Дорога в Крым с ее богатейшими византийскими владениями была распахнута настежь. Люди замерли в ужасе пред грядущим вторжением скифов, но Святослав не ворвался в Крым. Ссориться с Византией время еще не пришло, да и разгромить ее с этой стороны было невозможно.
Вместо Крыма великий князь поднялся по Дону к хазарской крепости Саркел. Она защищала перевалочную базу хазарских товаров, предназначенных для торговли с западными странами через Византию. Взятие ее было куда важнее прорыва на ласковые крымские побережья.
Крепость стояла на мысу, с трех сторон омываемом Доном, и казалась неприступной. С четвертой стороны были вырыты два глубоких рва. Крепостная стена была шестибашенной, а в самой цитадели виднелись еще две высокие башни. Но имелось все-таки слабое звено. Византийские строители ориентировали крепостную оборону на орды кочевников, и не помышляя об угрозе со стороны Киевского княжества.
— Все башни смотрят в степь, — сказал Святослав, внимательно оглядев крепость с ближайшего пригорка.
Рядом с ним расположились Морозко и его отец. Дружины были надежно спрятаны.
— Если отвлечь внимание наблюдателей с детинца, можно незаметно прокрасться во рвы. И оттуда неожиданно ударить…
— Нет, великий князь, — решительно сказал старик. — Отвлекать внимание надо до той поры, пока твои самые ловкие дружинники не подберутся скрытно из рвов вплотную к стенам. Тогда их не увидят наблюдатели, и они смогут забросить крючья на стены и взобраться по веревкам наверх.
— Это ж сколько песен им надо спеть, да басен порассказать…
— Вот я и спою. Я знаю кое-кого из тех, кто уехал сюда на службу. Людей побереги, великий князь.
— Новых нарожают, — недовольно буркнул Святослав, уже внутренне согласившись с предложением старика. — Моя дружина пойдет во рвы. А ты, Морозко, ударишь по воротам, если стариковским басням не поверят.
— А если поверят?
— Тогда бей по воротам, как только заметишь, что я уже на стенах.
— Понял. Пошли метальщиков ножей на стены, если вообще удастся кому-то подняться.
— Пошлю Радыпу, Икмора ни одна веревка не выдержит. Громоздок больно, — угрюмо сказал великий князь. — А что ты, отец моего побратима, ответишь, если спросят, как ты сюда забрел?

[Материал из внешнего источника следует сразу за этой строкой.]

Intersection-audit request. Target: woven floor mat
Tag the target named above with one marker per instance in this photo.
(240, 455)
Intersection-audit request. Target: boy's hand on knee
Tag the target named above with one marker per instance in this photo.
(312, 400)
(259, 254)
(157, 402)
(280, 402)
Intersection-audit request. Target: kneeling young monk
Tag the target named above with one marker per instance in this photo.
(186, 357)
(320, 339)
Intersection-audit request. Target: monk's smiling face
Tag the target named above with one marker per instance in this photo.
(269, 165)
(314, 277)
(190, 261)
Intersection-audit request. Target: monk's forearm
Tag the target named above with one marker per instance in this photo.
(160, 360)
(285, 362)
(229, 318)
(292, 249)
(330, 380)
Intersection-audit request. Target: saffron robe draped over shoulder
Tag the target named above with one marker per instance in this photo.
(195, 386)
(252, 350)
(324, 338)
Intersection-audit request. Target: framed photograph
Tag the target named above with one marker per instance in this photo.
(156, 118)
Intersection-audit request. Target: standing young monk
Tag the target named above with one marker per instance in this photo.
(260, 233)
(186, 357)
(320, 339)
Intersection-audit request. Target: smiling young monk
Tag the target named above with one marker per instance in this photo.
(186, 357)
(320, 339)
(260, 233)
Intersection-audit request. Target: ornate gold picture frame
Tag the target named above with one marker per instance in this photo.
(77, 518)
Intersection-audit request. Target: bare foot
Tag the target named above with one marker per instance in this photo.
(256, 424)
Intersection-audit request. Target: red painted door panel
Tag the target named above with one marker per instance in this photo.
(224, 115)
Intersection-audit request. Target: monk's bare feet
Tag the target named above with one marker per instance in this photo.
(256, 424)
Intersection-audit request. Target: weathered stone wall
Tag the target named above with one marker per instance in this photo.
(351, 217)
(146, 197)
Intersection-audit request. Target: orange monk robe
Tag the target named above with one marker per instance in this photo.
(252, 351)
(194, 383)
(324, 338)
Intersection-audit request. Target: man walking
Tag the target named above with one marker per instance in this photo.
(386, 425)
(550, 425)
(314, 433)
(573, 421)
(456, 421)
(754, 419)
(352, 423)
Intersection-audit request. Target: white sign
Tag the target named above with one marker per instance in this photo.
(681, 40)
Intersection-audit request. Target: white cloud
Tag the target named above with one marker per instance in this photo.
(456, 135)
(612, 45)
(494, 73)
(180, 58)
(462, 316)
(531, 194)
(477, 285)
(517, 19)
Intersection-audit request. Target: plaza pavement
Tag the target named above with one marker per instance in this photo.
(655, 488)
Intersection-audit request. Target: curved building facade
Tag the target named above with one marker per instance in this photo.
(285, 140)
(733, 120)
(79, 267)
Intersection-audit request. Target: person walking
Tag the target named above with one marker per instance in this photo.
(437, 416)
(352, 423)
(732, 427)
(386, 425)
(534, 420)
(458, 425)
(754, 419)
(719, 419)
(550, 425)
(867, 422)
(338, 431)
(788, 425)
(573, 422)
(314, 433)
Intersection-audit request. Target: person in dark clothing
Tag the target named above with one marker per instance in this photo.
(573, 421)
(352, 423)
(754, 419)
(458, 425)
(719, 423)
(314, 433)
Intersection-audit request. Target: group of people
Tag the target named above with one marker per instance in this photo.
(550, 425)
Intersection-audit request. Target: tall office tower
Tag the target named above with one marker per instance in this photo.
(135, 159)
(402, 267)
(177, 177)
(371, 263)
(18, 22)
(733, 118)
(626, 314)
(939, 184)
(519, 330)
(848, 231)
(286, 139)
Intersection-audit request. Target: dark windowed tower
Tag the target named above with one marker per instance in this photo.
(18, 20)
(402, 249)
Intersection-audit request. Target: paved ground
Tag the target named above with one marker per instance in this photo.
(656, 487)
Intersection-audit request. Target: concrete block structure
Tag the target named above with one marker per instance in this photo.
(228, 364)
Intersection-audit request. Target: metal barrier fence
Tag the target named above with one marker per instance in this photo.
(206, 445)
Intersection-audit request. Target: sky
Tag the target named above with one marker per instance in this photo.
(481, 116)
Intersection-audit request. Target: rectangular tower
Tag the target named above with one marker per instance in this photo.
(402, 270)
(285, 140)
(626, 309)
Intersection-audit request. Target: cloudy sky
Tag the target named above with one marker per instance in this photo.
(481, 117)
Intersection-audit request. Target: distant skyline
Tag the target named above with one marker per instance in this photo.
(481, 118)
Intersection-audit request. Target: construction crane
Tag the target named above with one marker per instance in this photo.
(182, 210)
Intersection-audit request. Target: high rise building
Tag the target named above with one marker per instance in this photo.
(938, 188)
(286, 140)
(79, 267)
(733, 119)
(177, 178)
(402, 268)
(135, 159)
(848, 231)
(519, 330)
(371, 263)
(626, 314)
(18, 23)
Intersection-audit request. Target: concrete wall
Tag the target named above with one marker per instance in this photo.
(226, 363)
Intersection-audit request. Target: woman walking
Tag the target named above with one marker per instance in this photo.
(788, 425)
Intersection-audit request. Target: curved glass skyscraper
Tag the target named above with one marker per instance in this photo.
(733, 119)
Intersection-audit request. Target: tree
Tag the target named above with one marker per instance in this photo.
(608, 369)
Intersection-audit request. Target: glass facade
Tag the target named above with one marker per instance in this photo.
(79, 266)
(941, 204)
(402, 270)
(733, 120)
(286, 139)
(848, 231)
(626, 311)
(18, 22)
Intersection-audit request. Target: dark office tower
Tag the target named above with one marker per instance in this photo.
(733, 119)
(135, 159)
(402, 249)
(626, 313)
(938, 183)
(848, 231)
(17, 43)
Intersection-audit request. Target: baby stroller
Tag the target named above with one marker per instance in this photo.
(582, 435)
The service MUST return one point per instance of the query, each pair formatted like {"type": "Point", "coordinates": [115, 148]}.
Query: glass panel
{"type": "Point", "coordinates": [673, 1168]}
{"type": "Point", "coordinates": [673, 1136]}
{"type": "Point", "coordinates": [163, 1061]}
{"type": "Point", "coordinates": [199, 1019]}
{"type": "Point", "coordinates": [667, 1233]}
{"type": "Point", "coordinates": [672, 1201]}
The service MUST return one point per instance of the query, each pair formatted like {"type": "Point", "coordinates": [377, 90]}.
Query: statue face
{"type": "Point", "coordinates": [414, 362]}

— Я в Мекку иду, — усмехнулся старик. — Совершить хадж перед смертью.
— Ну, коли решено, так за дело.
— Разошлись. Воеводы — к своим дружинам, а старик в балахоне с колокольчиком в руках незаметно перешел на дорогу, что шла от Хазарского каганата, и поплелся по ней к Саркелу.
И все замерло. Морозко подтянул свою дружину и надежно спрятал ее в заросшей кустами лощине. Святослав загнал своих дружинников в камыши неподалеку от внешнего рва, а старик, позванивая колокольчиком, неспешно брел по пыльной дороге.
Неизвестно, что уж он там рассказывал страже, а только все защитники крепости жадно слушали его, высунувшись меж зубцов крепости и цитадели. Морозко внимательно наблюдал за ними, а великий князь тем временем переправлял своих дружинников под водой к мысу, огражденному рвами. Они по одному, по двое перебирались в эти рвы, накапливаясь под самыми стенами крепости.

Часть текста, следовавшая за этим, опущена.